He said that the government is currently in the process to establish the number of Tanzanians abroad, what they do and who still hold national citizenship.
The premier made the observation while responding to a question asked by Special Seats MP Asha Abdullah Juma (CCM) who wanted to know preparations by the government to allow Tanzanians abroad to vote.
She said the government has done so many things but failure to have in place mechanisms to allow those living and working outside the country to vote in general elections stains its image.
“Despite the good things done by the government, failure to allow Tanzanians abroad participate in elections is denying them their rights,” she said.
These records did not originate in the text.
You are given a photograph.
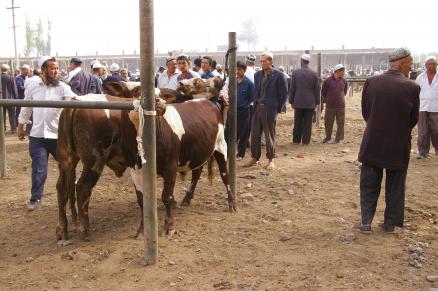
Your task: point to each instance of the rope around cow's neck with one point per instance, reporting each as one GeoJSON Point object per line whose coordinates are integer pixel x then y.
{"type": "Point", "coordinates": [139, 138]}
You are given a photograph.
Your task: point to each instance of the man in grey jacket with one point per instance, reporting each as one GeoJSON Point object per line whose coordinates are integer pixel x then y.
{"type": "Point", "coordinates": [304, 96]}
{"type": "Point", "coordinates": [270, 94]}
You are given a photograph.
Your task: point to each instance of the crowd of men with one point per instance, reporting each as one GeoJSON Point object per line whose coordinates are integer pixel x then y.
{"type": "Point", "coordinates": [261, 96]}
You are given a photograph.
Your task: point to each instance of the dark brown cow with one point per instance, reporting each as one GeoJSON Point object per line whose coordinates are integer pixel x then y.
{"type": "Point", "coordinates": [188, 135]}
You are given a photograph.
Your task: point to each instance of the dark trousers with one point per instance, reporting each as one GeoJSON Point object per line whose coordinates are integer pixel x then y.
{"type": "Point", "coordinates": [39, 149]}
{"type": "Point", "coordinates": [242, 135]}
{"type": "Point", "coordinates": [329, 119]}
{"type": "Point", "coordinates": [262, 122]}
{"type": "Point", "coordinates": [11, 114]}
{"type": "Point", "coordinates": [427, 131]}
{"type": "Point", "coordinates": [302, 125]}
{"type": "Point", "coordinates": [370, 184]}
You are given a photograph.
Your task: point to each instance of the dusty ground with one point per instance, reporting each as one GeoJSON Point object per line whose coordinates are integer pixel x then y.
{"type": "Point", "coordinates": [286, 236]}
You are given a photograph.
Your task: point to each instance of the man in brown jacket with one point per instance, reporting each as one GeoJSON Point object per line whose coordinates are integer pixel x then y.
{"type": "Point", "coordinates": [390, 105]}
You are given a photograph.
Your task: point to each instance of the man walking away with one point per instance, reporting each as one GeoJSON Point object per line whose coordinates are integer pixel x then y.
{"type": "Point", "coordinates": [390, 103]}
{"type": "Point", "coordinates": [304, 95]}
{"type": "Point", "coordinates": [270, 94]}
{"type": "Point", "coordinates": [333, 94]}
{"type": "Point", "coordinates": [81, 82]}
{"type": "Point", "coordinates": [428, 118]}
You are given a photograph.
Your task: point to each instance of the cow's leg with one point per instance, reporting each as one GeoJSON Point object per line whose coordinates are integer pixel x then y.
{"type": "Point", "coordinates": [65, 188]}
{"type": "Point", "coordinates": [189, 194]}
{"type": "Point", "coordinates": [223, 169]}
{"type": "Point", "coordinates": [136, 176]}
{"type": "Point", "coordinates": [88, 179]}
{"type": "Point", "coordinates": [72, 193]}
{"type": "Point", "coordinates": [169, 178]}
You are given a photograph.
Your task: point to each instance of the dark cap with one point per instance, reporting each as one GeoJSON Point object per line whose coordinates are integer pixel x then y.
{"type": "Point", "coordinates": [76, 61]}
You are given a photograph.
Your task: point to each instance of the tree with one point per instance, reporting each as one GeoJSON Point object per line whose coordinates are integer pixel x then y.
{"type": "Point", "coordinates": [248, 33]}
{"type": "Point", "coordinates": [30, 41]}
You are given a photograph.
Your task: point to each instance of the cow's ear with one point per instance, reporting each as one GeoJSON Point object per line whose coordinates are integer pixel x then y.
{"type": "Point", "coordinates": [118, 89]}
{"type": "Point", "coordinates": [136, 92]}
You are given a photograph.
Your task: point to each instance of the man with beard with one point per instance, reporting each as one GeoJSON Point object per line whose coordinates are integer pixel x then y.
{"type": "Point", "coordinates": [44, 134]}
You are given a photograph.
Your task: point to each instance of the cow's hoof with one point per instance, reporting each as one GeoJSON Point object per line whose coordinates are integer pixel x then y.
{"type": "Point", "coordinates": [61, 233]}
{"type": "Point", "coordinates": [168, 232]}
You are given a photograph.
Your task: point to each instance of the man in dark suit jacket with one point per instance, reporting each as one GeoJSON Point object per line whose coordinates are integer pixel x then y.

In response the premier said that for a long time there has been calls to have a system that enables those outside the country to vote. “The government has heard the call for this need and is working on the best way to do it since it requires a lot of processes.”
As of 2015 it was estimated that more than 1.5 million Tanzanians living and working overseas did not participate in the October general elections due to lack of infrastructure.
Ambassador Liberata Mulamula, then Permanent Secretary in the Ministry of Foreign Affairs, said the government did not have “sufficient infrastructure” to enable Tanzanians abroad to vote.
The government then reported there were over 1.5 million Tanzanians who have registered to vote but the government was having problems providing them with national identity cards for easy identification and proof of citizenship.
Tanzanian Diaspora members have urged the government to resolve the issue before the next polls in order not to disenfranchise them.
Records show Tanzanians abroad have been actively contributing to the development of the country. Their contribution according to government sources soared, with the most recent data update showing that a total of US$14.157million (about TSh30billion) has been remitted home since 2015.